The base price of the platform’s license (“Product”) is EUR 5,000.00/year (no VAT is
charged if distributed outside of Portugal) and it includes:

• 100% free Updates,


• 100% free Maintenance (errors and corrections),
• Customer Support (Portuguese, Spanish and English),
• Cloud Server (on-line storage),
• Analytics (online KPI control).
The price of the Product will be revised and updated on an annual basis, taking into
consideration Portugal’s inflation rate (eg: if inflation rate=3%, the new platform price
would be updated to: EUR 5,150.00. In the case of deflation, the price will remain the same.
This information will be provided in the first days of each year by Portuguese National
Statistical Institute (www.ine.pt).

The price of the Product shall be paid within 30 days counting from the placement of the
order by O-Pitblast, by bank transfer, to the following bank account: IBAN PT50 0035
0098 00008325030 96, BIC SWIFTCGDIPTPL, Caixa Geral de Depósitos Address: Rua da
Alegria 1990 1998, 4200-024 Porto].

O-Pitblast has an expansion plan that aims reaching clients in each country, and therefore
the Distributor will be responsible for reaching customers and establishing the
communication line between them and O-Pitblast.

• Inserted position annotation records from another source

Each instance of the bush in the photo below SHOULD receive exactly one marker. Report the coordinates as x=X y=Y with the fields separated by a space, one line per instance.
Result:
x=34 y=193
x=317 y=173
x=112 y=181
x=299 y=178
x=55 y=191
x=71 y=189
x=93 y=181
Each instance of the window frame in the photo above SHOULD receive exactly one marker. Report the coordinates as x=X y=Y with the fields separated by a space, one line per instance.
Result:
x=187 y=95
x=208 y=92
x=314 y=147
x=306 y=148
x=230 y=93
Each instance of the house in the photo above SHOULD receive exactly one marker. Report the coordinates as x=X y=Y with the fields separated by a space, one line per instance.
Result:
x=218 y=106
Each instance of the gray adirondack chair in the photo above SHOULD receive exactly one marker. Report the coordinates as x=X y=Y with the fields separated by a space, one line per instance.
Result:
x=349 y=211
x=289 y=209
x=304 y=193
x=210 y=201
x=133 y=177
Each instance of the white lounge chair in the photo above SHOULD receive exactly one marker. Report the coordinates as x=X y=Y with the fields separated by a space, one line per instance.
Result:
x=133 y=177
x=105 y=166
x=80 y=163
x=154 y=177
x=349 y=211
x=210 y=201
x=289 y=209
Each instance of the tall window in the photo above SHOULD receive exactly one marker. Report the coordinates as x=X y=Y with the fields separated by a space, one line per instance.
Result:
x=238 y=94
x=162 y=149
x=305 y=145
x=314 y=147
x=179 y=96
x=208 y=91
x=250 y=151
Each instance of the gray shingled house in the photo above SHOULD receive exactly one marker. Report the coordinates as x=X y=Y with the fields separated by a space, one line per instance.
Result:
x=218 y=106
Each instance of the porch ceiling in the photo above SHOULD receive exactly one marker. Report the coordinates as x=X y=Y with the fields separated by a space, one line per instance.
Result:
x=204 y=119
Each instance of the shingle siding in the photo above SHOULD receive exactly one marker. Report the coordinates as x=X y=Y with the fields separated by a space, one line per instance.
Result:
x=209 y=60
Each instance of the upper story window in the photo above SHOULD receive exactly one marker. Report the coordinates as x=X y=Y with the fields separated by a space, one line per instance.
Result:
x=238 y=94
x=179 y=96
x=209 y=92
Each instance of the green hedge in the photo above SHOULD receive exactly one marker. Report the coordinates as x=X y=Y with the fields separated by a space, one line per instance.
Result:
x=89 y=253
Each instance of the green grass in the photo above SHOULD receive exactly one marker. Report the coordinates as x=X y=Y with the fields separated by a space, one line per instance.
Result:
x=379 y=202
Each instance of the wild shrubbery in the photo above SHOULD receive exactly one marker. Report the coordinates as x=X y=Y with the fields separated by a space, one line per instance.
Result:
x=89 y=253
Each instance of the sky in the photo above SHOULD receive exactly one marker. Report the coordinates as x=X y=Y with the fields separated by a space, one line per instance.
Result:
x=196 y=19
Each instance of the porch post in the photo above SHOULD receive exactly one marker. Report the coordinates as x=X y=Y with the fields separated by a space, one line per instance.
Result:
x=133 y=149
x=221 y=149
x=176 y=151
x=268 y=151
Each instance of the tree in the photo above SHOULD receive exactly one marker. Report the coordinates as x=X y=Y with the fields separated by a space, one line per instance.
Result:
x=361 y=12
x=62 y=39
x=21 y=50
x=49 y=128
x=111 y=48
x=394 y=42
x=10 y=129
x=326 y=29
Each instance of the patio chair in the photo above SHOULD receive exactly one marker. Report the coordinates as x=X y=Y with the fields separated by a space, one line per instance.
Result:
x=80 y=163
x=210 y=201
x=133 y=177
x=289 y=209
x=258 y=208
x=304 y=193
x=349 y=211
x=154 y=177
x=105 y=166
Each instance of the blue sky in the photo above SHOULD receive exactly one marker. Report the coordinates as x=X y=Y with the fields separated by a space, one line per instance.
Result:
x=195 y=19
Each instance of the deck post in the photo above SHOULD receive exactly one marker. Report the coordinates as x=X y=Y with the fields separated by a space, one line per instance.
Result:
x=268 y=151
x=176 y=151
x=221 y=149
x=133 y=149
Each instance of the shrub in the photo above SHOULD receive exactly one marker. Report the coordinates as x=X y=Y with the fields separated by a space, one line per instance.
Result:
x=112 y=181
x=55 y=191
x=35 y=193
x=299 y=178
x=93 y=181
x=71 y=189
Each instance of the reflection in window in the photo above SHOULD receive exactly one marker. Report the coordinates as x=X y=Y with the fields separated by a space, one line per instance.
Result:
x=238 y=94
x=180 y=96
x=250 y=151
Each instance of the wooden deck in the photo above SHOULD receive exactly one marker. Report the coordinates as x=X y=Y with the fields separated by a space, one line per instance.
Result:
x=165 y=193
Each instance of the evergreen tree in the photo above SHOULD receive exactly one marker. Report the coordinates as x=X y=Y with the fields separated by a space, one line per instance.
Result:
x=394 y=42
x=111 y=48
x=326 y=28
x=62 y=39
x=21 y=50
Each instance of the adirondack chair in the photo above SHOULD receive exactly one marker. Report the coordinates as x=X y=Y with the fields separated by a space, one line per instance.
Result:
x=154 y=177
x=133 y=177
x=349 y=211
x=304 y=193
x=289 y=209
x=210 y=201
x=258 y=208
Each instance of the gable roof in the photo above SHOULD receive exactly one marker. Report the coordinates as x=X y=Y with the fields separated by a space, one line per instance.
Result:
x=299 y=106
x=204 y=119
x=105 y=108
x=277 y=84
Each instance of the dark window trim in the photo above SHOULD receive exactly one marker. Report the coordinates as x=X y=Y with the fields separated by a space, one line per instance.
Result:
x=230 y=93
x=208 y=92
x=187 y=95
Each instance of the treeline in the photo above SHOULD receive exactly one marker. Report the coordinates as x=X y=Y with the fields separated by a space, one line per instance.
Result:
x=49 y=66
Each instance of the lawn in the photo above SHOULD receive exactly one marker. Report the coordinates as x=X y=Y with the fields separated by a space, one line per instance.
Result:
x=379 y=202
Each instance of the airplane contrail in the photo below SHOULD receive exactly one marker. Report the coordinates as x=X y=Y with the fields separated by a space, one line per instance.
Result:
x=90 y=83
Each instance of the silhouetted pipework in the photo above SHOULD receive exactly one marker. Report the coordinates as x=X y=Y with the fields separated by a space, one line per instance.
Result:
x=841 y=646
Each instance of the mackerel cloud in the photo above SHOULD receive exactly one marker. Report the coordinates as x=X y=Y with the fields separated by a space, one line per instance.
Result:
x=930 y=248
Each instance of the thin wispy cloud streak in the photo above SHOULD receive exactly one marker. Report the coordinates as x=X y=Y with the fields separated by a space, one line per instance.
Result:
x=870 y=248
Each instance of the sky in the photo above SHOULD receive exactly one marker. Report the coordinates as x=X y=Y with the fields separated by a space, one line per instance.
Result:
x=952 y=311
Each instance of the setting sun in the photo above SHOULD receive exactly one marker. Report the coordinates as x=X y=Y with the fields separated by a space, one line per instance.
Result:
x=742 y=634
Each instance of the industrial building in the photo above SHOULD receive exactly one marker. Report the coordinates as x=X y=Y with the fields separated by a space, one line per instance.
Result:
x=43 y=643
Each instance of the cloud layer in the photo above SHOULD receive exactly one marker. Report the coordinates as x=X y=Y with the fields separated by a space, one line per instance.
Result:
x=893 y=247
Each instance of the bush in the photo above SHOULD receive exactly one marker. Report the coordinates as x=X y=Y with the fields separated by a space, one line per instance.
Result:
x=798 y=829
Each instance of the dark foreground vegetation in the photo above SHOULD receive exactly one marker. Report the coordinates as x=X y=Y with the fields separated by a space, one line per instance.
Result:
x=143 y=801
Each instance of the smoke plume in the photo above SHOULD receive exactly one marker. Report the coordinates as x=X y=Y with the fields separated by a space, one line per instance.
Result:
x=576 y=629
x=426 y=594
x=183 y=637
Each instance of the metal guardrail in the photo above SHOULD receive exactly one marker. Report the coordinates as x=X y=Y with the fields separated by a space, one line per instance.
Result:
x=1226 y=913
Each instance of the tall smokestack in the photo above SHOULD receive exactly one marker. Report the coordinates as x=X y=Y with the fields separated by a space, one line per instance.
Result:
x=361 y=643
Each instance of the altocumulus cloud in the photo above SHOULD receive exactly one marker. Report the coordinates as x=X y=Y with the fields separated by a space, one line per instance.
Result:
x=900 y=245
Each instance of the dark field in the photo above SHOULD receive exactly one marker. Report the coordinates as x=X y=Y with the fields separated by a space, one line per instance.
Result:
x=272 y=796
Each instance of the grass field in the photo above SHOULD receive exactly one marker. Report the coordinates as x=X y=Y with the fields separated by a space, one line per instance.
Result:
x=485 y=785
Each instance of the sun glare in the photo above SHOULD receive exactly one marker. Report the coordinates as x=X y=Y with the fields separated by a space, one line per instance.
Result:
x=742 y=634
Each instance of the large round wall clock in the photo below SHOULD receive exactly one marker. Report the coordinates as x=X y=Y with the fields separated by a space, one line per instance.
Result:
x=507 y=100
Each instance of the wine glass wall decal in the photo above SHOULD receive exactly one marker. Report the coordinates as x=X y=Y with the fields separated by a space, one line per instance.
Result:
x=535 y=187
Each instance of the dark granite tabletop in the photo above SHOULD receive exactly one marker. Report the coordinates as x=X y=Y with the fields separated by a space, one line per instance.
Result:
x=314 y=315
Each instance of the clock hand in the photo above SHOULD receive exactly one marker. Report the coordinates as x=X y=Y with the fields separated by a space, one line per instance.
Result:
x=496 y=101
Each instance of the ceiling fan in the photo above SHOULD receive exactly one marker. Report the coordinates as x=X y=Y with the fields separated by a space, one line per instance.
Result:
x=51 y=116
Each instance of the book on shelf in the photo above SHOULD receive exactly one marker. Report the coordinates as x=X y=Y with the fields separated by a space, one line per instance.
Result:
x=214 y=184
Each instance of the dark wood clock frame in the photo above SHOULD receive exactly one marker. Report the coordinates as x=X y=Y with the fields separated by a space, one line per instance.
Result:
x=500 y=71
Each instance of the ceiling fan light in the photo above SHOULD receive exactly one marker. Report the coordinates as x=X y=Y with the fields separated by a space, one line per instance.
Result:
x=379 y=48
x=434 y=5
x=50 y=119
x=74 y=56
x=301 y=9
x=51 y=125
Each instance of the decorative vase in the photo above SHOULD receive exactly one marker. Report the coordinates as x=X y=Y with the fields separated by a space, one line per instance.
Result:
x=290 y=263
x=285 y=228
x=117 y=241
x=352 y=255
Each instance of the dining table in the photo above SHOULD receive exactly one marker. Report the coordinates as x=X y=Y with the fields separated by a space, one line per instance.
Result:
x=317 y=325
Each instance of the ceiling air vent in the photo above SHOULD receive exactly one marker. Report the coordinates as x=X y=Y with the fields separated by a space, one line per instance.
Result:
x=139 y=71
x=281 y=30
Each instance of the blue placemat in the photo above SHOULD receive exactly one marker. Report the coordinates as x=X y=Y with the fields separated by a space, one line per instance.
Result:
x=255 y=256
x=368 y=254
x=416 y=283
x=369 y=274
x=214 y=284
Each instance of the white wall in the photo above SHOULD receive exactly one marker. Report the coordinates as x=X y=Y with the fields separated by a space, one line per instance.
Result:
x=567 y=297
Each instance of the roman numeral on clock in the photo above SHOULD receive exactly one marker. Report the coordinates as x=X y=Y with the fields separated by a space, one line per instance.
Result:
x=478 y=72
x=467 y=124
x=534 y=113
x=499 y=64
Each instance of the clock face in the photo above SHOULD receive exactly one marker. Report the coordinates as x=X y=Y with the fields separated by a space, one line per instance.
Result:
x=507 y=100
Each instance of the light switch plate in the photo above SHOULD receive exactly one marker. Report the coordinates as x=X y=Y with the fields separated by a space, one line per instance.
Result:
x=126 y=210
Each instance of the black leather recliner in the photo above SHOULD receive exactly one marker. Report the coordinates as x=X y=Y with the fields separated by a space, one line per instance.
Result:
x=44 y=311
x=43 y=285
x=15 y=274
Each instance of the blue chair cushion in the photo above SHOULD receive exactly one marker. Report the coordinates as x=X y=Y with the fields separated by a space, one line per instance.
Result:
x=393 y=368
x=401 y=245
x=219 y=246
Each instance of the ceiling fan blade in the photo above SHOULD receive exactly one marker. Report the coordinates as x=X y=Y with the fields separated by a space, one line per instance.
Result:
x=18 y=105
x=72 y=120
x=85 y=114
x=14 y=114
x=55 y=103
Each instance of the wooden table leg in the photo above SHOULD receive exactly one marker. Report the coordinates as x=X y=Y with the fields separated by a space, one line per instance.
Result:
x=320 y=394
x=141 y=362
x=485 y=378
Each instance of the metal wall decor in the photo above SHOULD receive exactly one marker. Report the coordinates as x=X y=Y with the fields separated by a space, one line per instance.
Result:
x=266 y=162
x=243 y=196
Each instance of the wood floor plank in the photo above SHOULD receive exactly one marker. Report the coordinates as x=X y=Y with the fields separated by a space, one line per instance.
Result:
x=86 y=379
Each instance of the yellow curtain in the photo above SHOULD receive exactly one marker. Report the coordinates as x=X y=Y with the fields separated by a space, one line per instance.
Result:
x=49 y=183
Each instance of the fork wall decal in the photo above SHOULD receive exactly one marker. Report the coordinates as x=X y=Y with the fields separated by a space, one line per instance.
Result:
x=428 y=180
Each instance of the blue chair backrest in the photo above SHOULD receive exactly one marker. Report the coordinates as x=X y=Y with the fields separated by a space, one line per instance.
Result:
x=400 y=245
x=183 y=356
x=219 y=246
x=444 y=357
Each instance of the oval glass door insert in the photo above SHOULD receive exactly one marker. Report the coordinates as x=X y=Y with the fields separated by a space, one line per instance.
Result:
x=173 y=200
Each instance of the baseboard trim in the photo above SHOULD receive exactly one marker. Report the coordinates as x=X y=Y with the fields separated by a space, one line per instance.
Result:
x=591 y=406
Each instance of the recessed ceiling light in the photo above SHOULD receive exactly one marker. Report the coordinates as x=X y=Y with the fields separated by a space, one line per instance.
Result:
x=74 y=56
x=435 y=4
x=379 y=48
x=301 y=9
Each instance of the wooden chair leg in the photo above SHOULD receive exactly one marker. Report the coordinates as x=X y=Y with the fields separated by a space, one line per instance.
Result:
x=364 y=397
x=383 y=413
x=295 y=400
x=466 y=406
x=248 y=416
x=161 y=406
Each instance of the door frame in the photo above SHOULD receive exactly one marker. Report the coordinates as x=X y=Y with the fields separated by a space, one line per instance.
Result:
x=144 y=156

The licenses to be distributed must follow the terms presented below:

Level Reseller Discount Number of licenses


I 15% 0-20
II 20% 20-35
III 25% >35

For resellers, the discount for each license to be used by the Distributor itself is 30%. This
means, licenses to be used by the distributor or distributor’s company.

Any request from a company buying more than 1 (one) license (multi licenses) earns an
extra discount of 10% to the Distributor.